Sometimes science catches up
![](https://labrigger.com/blog/wp-content/uploads/2025/02/image.png)
That’s a quote from Rick Rubin.
When I speak to a general audience, I sometimes show this clip (start at 2:52) from Fantastic Voyage and say:
How can we study the brain? What does it even look like in action? Here’s how some people have imagined it. This is a clip from the movie “Fantastic Voyage”. Our heroes, played by Stephen Boyd, Raquel Welch, and colleagues, are shrunk down to microscopic sizes and swimming through a person’s brain. Notice the individual neurons are lighting up when they spike. Like twinkling stars. How convenient! All we have to do is take microscopic pictures of the brain and the neurons will light up when they’re spiking.
Of course, that was science fiction.
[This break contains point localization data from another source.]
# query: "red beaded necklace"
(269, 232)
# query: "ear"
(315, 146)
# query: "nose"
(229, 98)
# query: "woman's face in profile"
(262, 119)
But it was science fiction written by Isaac Asimov, and he had some good ideas.
Fifty years after that film, technology has caught up with science fiction, and we can now genetically engineer mice so that their neurons light up when they spike. I’m not kidding. It took a bunch of Nobel prize winning work, plus a bunch more work of similar caliber, but humankind did it.
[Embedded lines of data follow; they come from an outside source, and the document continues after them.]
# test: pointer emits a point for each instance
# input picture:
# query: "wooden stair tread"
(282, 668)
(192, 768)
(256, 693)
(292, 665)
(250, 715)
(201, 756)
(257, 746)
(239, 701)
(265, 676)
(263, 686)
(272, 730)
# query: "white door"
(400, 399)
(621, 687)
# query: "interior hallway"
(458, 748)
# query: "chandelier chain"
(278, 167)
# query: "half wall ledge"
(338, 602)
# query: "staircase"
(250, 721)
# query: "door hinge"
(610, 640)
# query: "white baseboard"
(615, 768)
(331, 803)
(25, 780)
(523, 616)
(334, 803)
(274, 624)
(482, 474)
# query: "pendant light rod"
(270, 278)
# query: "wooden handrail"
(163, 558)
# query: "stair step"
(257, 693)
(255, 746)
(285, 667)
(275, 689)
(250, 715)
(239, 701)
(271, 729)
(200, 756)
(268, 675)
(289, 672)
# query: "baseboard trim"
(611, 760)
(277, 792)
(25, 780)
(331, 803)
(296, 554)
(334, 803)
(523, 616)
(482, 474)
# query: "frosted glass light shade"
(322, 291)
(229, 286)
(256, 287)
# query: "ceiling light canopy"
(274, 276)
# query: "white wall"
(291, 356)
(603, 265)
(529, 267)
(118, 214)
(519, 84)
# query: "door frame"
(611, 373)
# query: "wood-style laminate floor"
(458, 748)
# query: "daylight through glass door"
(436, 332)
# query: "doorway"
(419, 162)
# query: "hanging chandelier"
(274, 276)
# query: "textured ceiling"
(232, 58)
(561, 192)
During an action potential (aka spike), the concentration of calcium ions briefly increases about 1000 times. Just for a fraction of a second. Molecular biologists created a new protein that is partly the fluorescent protein found in jellyfish and partly a calcium binding protein. When this new hybrid protein is not bound to calcium, it is not very fluorescent. It is dark. And then, when an action potential happens, the calcium concentration goes up, it binds to the protein, and the protein changes shape a bit and briefly becomes fluorescent. We use mice that have been genetically engineered to express this protein in their neurons. So when we shine light on the neurons, they fluoresce with flashes of green light when they’re spiking. It’s not far off from what this old science fiction film imagined.